The Biden administration’s anti-junk-fee campaign is targeting the restaurant sector.
But as CNBC reported Sunday (Aug. 25), restaurateurs are trying to avoid this fight.
The report, citing data from the National Restaurant Association, said that 15% of restaurant owners added surcharges or fees to checks due to higher costs last year. And a recent report from Square found that 3.7% of the restaurant transactions it processed in the second quarter included a fee, more than twice the amount from two years ago.
While the White House has gone after a range of so-called “junk fees” such as undisclosed service charges for concert tickets, the Federal Trade Commission (FTC) is expected to publish a rule banning businesses from “charging hidden and misleading fees” in the fall.
Restaurants, however, say their fees and surcharges help them stay in business and compensate their workers fairly, the report added.
“The challenge for the restaurants is that not all fees are junk fees. … People know what they’re paying for when it comes to most fees that are on a restaurant bill,” Sean Kennedy, executive vice president of public affairs for the National Restaurant Association, told the network.
The report said some customers may not agree, pointing to a Denver restaurant worker who said in a public comment responding to the FTC’s proposal that while his employer claims fees are “equitably distributed to the staff,” the restaurant actually holds onto 30% of the proceeds.
Consumers, meanwhile, are also getting fed up with “tipflation, the upward march of the tips paid at the table and for delivery, which adds to the bill and subtracts from diners’ wallets,” as PYMNTS wrote earlier this month.
As our reporting on the perceptions around inflation shows, around three-quarters of consumers have noticed the impact of price increases from their favorite restaurants.
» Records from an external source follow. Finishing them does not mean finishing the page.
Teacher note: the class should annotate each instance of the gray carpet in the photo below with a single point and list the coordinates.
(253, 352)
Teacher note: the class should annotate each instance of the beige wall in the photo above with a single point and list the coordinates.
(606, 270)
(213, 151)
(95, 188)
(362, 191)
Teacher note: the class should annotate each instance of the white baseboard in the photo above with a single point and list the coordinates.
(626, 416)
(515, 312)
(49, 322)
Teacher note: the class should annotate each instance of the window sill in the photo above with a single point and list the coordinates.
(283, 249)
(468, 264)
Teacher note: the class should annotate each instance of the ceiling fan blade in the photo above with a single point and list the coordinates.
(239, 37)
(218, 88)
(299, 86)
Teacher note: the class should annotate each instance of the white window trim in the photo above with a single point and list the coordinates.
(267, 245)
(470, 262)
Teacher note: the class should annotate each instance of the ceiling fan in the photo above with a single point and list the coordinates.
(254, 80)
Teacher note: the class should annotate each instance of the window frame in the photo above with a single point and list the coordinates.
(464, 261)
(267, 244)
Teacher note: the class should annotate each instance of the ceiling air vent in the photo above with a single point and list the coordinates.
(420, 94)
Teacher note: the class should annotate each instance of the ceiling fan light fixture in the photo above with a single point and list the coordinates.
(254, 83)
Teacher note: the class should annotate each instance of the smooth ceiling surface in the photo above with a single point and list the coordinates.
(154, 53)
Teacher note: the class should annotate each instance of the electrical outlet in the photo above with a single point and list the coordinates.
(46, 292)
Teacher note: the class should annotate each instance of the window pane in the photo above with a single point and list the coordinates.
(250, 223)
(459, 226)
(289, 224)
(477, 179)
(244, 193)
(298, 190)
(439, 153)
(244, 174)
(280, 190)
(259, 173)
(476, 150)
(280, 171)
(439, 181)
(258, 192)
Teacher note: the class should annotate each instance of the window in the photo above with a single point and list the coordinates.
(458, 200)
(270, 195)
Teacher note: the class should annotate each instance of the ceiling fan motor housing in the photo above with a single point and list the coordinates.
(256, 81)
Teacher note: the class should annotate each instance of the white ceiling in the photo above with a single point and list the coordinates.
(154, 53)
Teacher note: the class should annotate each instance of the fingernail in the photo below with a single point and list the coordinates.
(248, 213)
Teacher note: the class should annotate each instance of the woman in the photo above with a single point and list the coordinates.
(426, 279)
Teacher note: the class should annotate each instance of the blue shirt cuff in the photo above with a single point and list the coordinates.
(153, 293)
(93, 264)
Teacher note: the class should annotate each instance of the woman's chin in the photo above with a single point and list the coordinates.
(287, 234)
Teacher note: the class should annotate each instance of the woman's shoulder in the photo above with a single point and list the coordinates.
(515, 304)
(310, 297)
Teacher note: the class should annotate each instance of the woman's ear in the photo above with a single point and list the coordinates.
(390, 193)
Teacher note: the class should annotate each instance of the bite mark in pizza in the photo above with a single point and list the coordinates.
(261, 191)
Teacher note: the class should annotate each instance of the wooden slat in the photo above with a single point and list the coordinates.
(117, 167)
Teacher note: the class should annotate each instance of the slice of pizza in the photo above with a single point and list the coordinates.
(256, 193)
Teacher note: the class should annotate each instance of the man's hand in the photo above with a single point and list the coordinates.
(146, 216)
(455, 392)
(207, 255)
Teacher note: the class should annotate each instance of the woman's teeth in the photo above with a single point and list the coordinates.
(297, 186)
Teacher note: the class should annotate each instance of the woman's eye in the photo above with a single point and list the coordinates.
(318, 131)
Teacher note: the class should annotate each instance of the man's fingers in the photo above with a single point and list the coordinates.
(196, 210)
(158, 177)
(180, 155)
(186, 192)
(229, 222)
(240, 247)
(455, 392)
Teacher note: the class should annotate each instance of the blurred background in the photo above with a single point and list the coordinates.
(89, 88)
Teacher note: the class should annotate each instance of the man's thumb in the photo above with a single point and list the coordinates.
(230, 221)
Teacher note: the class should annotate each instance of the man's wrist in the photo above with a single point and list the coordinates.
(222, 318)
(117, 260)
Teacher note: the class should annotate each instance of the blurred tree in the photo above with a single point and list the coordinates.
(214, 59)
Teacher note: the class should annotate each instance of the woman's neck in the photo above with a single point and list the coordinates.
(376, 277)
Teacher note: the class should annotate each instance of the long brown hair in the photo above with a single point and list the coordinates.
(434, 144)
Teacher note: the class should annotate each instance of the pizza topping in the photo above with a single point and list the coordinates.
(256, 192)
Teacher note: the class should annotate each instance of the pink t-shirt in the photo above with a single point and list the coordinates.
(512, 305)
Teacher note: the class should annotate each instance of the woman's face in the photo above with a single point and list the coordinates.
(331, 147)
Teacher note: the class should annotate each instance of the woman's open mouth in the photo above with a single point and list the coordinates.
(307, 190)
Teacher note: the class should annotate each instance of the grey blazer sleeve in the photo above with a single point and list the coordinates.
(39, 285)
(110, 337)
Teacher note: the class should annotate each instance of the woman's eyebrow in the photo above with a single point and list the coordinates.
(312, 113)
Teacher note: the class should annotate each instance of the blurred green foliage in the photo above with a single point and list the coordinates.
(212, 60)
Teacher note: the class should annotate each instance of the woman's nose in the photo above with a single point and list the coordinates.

The pinch is being seen at table service restaurants and quick-service eateries alike, with indications that delivery apps are denting consumers’ wallets as well.
The PYMNTS Intelligence report “Tipflation Is Changing Spending Habits of 1 in 6 Consumers” found that consumers across all income groups are spending less due to tips driving up the cost of goods and services.
“Data showed that 29% of consumers say tipping has gotten out of hand, as it seems they are universally being prompted at the point of sale to sign off on some level of suggested tipping,” PYMNTS wrote. “A full 17% of respondents to our surveys said that they have actually cut back on spending on items — including food and delivery — because the tipping aspect makes things cost too much.”